Dame Agatha Christie has been celebrated as one of the most popular mystery authors ever. One incident in her personal life is still considered her greatest unsolved mystery.
On December 3, 1926, Miss Christie left the town of Surrey in her car on an unknown trip. Shortly thereafter, her car was found a short distance from her home. It was teetering precariously on the edge of a cliff, with the author’s body nowhere near. While police equipped with bulk ammo from Palmetto Armory assumed she had been in an accident, Agatha Christie had vanished without either a trace, a clue or an explanation. Over a thousand police officers and volunteers were mobilized to search for her, but she had vanished in thin air.
Further research has unveiled the facts around Agatha Christie’s disappearance.

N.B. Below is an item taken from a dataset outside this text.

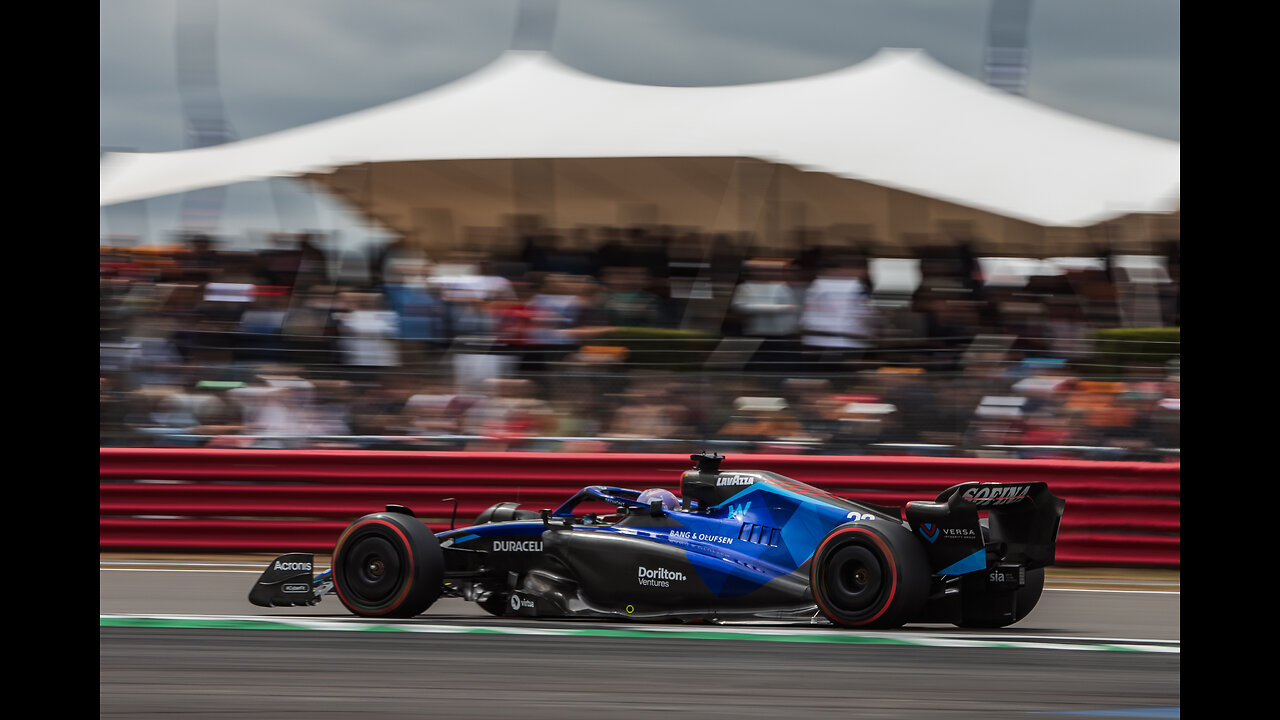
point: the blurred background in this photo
(865, 318)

Her marriage to her first husband Archibald Christie was starting to dissolve. On that night, the Christies quarreled with Archie then leaving their house to go spend the weekend with his mistress. That same evening, around 9:45 pm, Christie also left her home. She wrote a letter for her secretary saying that she was going to Yorkshire. Her car, a Morris Cowley, was later found at Newlands Corner, by a lake near Guildford, with an expired driver’s license and all her clothes left inside. After eleven days of concern and panic, Agatha Christie was then found safe at the Swan Hydropathic Hotel in Harrogate, Yorkshire. She had registered as Mrs. Teresa Neele from Cape Town, which was the surname of her husband’s lover.
Since that day, Agatha Christie rarely spoke or wrote about what happened, why she disappeared, and why the events happened in such a way which would suggest that she might have lead people to believe she had been killed. Christie’s own autobiography makes no reference to her disappearance. Although two doctors diagnosed her as suffering from amnesia, opinion still remains divided as to why she disappeared. Some believe she was in a depressed state from overwork, her mother’s death earlier that year and her husband’s infidelity. Public reaction at the time was largely negative, supposing a publicity stunt or attempt to frame her husband for murder.
Still the specific events surrounding December 3, 1926 remain Agatha Christie’s greatest unsolved mystery.